Achat de terres agricoles

Les déboires de Kequin Hu, le patron de la multinationale Reward, consortium aux multiples activités, peut servir d’exemple. En 2016, le groupe avait acquis 1 700 hectares dans l’Indre, puis 900 hectares dans l’Allier, afin de fournir à la classe moyenne chinoise des baguettes de pain faites à partir de farine de blé « made in France », prévoyant rapidement l’ouverture de 1 500 boulangeries haut de gamme dans le pays. Il s’était intéressé aussi à la fabrication de lait infantile et avait investi dans la Drôme, dans la lavande. L’affaire a tourné court.

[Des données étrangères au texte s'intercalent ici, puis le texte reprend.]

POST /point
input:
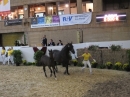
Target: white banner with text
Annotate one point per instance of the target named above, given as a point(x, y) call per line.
point(72, 19)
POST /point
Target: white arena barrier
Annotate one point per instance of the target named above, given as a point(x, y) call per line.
point(28, 53)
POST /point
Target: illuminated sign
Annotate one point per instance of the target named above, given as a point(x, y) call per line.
point(111, 17)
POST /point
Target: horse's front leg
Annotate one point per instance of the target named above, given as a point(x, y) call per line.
point(44, 71)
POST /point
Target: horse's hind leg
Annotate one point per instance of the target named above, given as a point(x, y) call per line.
point(50, 70)
point(44, 70)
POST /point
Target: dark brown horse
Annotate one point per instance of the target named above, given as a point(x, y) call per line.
point(48, 61)
point(63, 56)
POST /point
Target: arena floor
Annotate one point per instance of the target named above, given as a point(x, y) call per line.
point(29, 81)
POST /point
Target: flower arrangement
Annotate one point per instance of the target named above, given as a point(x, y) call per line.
point(125, 66)
point(118, 65)
point(94, 64)
point(108, 65)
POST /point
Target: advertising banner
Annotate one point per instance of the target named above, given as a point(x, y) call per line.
point(4, 7)
point(13, 22)
point(72, 19)
point(49, 21)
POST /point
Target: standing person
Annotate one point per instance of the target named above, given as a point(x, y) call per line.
point(11, 56)
point(52, 43)
point(3, 54)
point(86, 56)
point(10, 51)
point(44, 41)
point(60, 43)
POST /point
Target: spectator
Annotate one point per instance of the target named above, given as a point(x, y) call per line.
point(86, 61)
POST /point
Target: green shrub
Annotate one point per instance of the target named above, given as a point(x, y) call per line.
point(80, 64)
point(37, 56)
point(101, 66)
point(118, 66)
point(17, 54)
point(115, 47)
point(108, 65)
point(24, 62)
point(94, 64)
point(125, 66)
point(93, 47)
point(74, 61)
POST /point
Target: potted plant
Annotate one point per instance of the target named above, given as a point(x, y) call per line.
point(17, 54)
point(108, 65)
point(37, 56)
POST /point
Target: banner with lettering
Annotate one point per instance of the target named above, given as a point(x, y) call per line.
point(49, 21)
point(4, 7)
point(72, 19)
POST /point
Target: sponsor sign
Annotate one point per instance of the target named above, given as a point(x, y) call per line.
point(111, 17)
point(73, 19)
point(49, 21)
point(13, 22)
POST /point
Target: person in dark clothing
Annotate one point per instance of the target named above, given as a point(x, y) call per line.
point(52, 43)
point(60, 43)
point(44, 41)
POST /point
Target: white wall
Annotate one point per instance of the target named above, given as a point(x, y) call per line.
point(28, 53)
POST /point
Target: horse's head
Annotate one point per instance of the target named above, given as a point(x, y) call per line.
point(70, 47)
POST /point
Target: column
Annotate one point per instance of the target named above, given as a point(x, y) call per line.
point(26, 11)
point(57, 8)
point(97, 5)
point(79, 6)
point(46, 9)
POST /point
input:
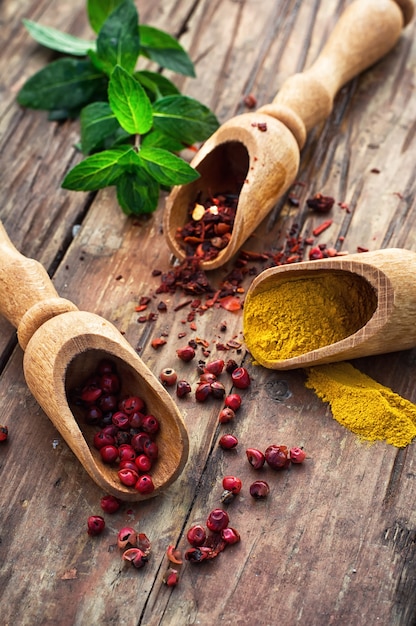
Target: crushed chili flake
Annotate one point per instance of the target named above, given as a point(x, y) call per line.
point(230, 303)
point(158, 342)
point(209, 228)
point(320, 203)
point(250, 101)
point(320, 229)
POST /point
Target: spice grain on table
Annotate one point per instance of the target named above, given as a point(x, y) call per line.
point(344, 518)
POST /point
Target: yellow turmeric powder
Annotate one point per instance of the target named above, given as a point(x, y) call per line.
point(368, 409)
point(297, 315)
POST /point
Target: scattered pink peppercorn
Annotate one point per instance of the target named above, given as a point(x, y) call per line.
point(126, 536)
point(109, 454)
point(232, 483)
point(203, 392)
point(95, 525)
point(132, 404)
point(174, 555)
point(297, 455)
point(241, 378)
point(215, 367)
point(259, 489)
point(128, 477)
point(196, 535)
point(226, 415)
point(145, 484)
point(186, 354)
point(171, 578)
point(143, 463)
point(217, 389)
point(230, 535)
point(228, 441)
point(102, 439)
point(168, 376)
point(207, 377)
point(255, 457)
point(233, 401)
point(136, 557)
point(217, 520)
point(110, 504)
point(277, 457)
point(183, 388)
point(150, 425)
point(198, 554)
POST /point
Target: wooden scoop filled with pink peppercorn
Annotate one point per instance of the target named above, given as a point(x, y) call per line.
point(64, 349)
point(255, 156)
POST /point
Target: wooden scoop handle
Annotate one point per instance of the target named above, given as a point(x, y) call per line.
point(365, 32)
point(27, 295)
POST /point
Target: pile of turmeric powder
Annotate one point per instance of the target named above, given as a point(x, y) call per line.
point(365, 407)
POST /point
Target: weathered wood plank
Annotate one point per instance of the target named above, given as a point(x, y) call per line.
point(335, 542)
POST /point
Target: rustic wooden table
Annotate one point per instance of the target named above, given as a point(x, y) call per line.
point(335, 543)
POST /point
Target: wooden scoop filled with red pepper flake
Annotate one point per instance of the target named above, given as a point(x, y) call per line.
point(256, 155)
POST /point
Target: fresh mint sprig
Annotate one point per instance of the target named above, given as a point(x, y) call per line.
point(133, 123)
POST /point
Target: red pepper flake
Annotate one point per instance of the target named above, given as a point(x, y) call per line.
point(233, 344)
point(250, 101)
point(230, 303)
point(202, 342)
point(182, 305)
point(320, 229)
point(320, 203)
point(158, 342)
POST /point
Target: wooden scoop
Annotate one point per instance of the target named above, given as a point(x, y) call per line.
point(384, 287)
point(256, 155)
point(62, 348)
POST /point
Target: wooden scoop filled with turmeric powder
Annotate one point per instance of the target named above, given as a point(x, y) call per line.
point(332, 310)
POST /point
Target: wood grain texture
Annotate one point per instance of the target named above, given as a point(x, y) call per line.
point(335, 541)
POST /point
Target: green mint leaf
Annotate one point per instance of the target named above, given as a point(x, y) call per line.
point(165, 50)
point(167, 168)
point(118, 41)
point(63, 84)
point(129, 102)
point(184, 118)
point(137, 192)
point(156, 85)
point(99, 10)
point(57, 40)
point(96, 171)
point(99, 128)
point(157, 139)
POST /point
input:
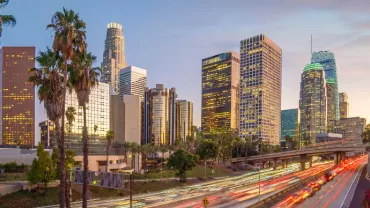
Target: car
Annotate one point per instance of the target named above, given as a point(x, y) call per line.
point(314, 185)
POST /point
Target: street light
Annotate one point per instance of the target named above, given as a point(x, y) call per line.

Selon le registre chinois des faillites, le groupe a déposé le bilan. Les terres agricoles restent en production, sans doute pour en faire un placement financier, mais les autres activités ont été suspendues. L’achat des terres agricoles par Reward avait cristallisé une panique sur l’envahissement de la France par les Chinois. Il n’y a pas eu vent d’autres investissements dans du foncier depuis. En revanche, les Britanniques, Belges et Néerlandais s’en donnent à cœur joie.

Lait infantile et tomates

Échec cuisant également dans le lait infantile, très stratégique pour l’empire du Milieu. Le groupe Synutra avait investi, en 2016, 170 millions d’euros dans un site industriel à Carhaix, dans le Finistère, avec une inauguration fastueuse, gage de longévité. Moins de deux ans plus tard, Sodiaal a repris les activités de production et les Chinois n’ont gardé que le conditionnement à destination de leur marché. Depuis le début de l’année 2020, l’activité chinoise est en grande difficulté et tourne au ralenti. Les experts parlent d’une forte dette envers la filiale de la coopérative française, Nutri Babig.

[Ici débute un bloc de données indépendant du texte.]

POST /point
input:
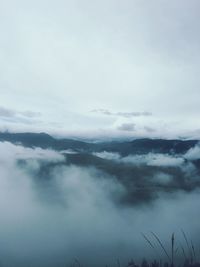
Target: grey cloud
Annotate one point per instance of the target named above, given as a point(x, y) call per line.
point(127, 127)
point(61, 212)
point(14, 116)
point(122, 114)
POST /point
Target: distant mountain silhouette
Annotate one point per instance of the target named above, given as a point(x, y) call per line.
point(137, 146)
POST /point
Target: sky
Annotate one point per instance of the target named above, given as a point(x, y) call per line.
point(99, 69)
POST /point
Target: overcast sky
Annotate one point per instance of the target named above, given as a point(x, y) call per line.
point(100, 68)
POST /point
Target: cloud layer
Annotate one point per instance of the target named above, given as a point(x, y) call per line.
point(57, 212)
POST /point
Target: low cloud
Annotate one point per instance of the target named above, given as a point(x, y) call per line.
point(122, 114)
point(53, 211)
point(12, 115)
point(193, 153)
point(127, 127)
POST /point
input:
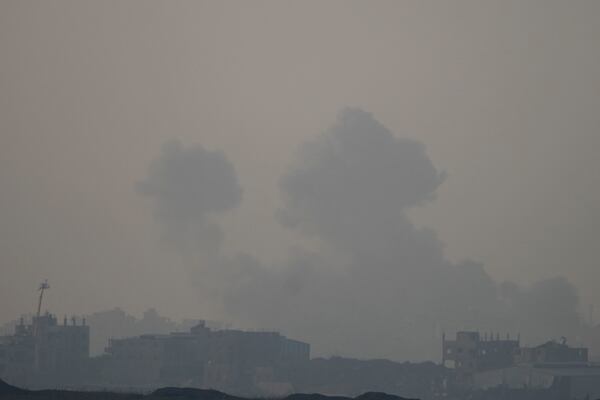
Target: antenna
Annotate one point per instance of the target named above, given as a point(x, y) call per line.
point(43, 286)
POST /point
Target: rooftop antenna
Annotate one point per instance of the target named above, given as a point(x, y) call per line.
point(43, 286)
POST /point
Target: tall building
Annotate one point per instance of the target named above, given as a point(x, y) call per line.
point(45, 351)
point(232, 360)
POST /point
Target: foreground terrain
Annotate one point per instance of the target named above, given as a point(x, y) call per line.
point(11, 392)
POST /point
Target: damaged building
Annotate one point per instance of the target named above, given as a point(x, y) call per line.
point(489, 363)
point(233, 360)
point(45, 351)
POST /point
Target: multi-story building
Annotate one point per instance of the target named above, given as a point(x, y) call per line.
point(470, 352)
point(45, 351)
point(233, 360)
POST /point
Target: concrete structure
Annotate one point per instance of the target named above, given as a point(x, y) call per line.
point(551, 352)
point(470, 352)
point(45, 351)
point(232, 360)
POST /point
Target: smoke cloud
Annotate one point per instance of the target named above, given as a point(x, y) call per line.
point(378, 286)
point(190, 186)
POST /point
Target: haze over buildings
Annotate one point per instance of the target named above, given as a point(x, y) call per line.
point(320, 168)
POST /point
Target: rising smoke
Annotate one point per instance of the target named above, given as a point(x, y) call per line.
point(384, 287)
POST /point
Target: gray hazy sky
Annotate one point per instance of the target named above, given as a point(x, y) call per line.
point(504, 94)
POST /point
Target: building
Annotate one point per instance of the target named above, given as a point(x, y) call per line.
point(470, 352)
point(551, 352)
point(233, 360)
point(45, 351)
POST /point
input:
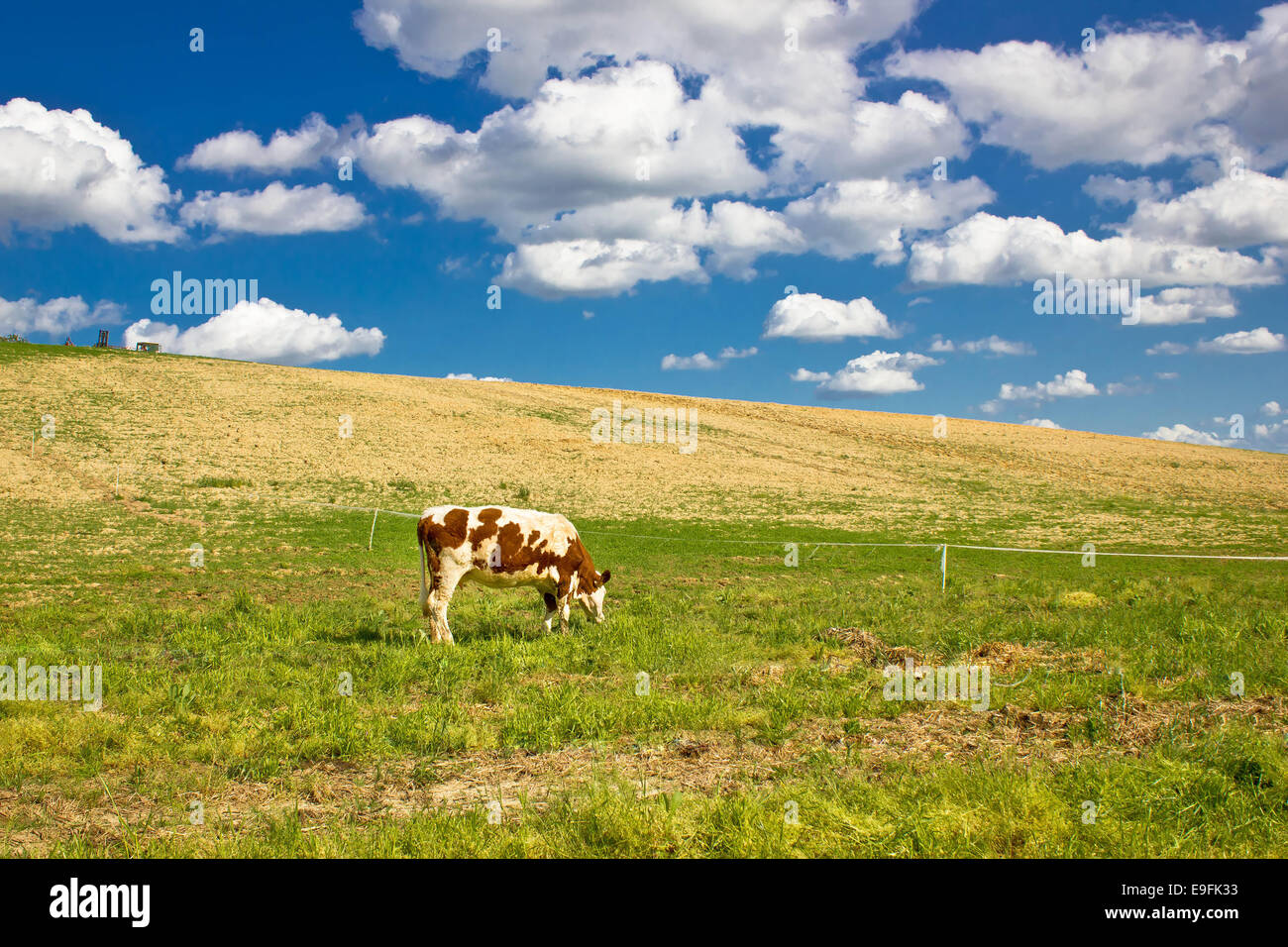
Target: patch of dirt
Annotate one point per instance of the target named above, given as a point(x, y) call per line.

Dans la tomate, dix ans après sa prise de contrôle par le géant Chalkis, la coopérative agricole Le Cabanon a été placée en liquidation judiciaire, avant de retrouver un propriétaire européen, le portugais Unitom.

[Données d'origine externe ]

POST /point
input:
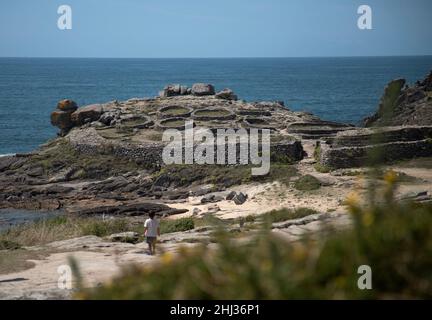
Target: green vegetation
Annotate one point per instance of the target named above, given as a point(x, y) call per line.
point(394, 239)
point(322, 168)
point(62, 228)
point(425, 163)
point(307, 183)
point(212, 113)
point(178, 225)
point(61, 156)
point(221, 176)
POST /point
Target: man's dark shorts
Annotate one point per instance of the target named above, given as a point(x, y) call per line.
point(151, 240)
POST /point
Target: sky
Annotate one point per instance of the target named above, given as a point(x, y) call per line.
point(214, 28)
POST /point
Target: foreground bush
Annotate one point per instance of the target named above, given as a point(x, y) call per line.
point(394, 239)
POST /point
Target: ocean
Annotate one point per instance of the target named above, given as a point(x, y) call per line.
point(338, 89)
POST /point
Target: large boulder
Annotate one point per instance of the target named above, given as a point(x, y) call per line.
point(61, 119)
point(62, 116)
point(404, 105)
point(87, 114)
point(173, 90)
point(226, 94)
point(202, 89)
point(67, 105)
point(126, 237)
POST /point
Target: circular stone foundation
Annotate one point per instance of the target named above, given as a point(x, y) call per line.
point(254, 113)
point(175, 111)
point(141, 122)
point(257, 122)
point(213, 114)
point(172, 123)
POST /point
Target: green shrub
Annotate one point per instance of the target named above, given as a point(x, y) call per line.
point(183, 224)
point(307, 183)
point(322, 168)
point(102, 228)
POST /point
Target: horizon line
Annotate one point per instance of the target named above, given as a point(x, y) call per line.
point(275, 57)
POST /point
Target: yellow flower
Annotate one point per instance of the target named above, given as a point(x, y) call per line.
point(352, 199)
point(167, 258)
point(390, 177)
point(368, 218)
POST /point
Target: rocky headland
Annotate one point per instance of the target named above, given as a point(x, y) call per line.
point(106, 162)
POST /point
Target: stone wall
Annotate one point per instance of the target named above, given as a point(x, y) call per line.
point(357, 148)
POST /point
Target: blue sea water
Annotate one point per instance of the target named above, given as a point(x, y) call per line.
point(339, 89)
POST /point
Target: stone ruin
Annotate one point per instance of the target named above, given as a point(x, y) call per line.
point(133, 128)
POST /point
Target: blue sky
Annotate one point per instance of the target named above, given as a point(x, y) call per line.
point(214, 28)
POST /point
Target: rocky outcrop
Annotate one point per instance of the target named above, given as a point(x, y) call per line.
point(202, 89)
point(404, 105)
point(61, 117)
point(173, 90)
point(87, 114)
point(226, 94)
point(362, 147)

À l’exception des vignobles où, depuis cinq ans, les Chinois ont racheté plus d’une centaine de châteaux principalement dans le Bordelais, les investissements dans des outils productifs ne semblent pas toujours gage de stabilité, ni de pérennité. La crise du coronavirus risque fort d’accélérer ce type de situation, en France mais aussi partout dans le monde.